И никогда, капитан, никогда и никому я не объясняю своих поступков. Вы исключение. Я хочу, чтобы вы стали моим пророком при дворе английского короля. Понимаете? Господь равнодушен, Господь безмолвен, Господь превыше всего. И я тоже буду таким. Я вознесусь над ужасами и бедствиями и в этом уподоблюсь Ему. Стану Его зеркалом. Единственный из смертных, я познаю Господа как равного. А потом… потом посмотрим.
Лай епископа за занавесями становится громче. Сим Сим Цянь хмурится и щелкает ногтем по бокалу. Гул спирали моментально смолкает, лай сменяется быстро стихающими всхлипами.
Черт возьми.
Англичанин в знак одобрения подносит бокал к губам и гадает, что сказать дальше.
– Как вам Лондон, капитан Банистер?
Вопрос резкий и неожиданный. Он доносится с дальнего конца стола, где возлежащая на ворохе подушек Шалая Кэтти потягивает суп через золотую соломинку, и эхом летит над столом. Сим Сим Цянь на миг прикрывает веки.
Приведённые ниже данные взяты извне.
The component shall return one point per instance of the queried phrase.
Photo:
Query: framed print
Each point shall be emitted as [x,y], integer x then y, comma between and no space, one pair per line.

Дипломатическая болтовня с агентом иностранной державы – своего рода обольщение, особенно когда процессу не слишком живо мешает пожилая родственница, которой плевать на правила хорошего тона.
– Идет война, как вы знаете, – виновато отвечает Джеймс Банистер, – боюсь, город сейчас не тот, что прежде. Всюду разруха.
– Что? – Ворох тряпок подносит к уху ладонь. – Как вы сказали?
– Я говорю, идет война, мадам, в городе разруха.
– О, не сомневаюсь! В мое время там тоже были потаскухи. И юные жеребцы, что не стеснялись домогаться приличных девушек. Безобразие! – Она хихикает.
– Вдова Катун туговата на ухо, – бормочет Сим Сим Цянь, ошарашенный материнским вмешательством и несколько утративший киношный лоск.
– У нас, в Аддэ-Сиккиме, нет потаскух, зато есть слоны. Высоконравственные создания!
– Ничего об этом не слышал, – осторожно отзывается Джеймс Банистер.
– О да. В оке слона заключен великий нравственный урок. Вам, лондонцам, не мешало бы ими обзавестись. В учебных целях! – Она назидательно кивает. – Немцам они тоже не помешали бы, – добавляет Шалая Кэтти. – Будь у них слоны, Европа не угодила бы в такой переплет. Да. Надо написать об этом Джорджу. Или вы за этим и приехали? За слонами? Нет?
– Нет, мэм. Мой Король желает обсудить с вашим сыном государственные дела.
– Государственные дела, ха! Возмутительный вздор! Духовность и нравственность, я вам говорю! Впрочем, помню я одного юношу… – продолжает Шалая Кэтти. – Носил в волосах цветы. Представляете? Англичанин! Постойте, что это были за цветы… Лаванда? Герань? – Она хмурит брови. – Вы меня вообще слушаете, молодой человек? Я говорю: «герань»! Каково, а?
Джеймс Банистер плавно встает, косится на хозяина дворца и учтиво подходит к вдове с приветствиями.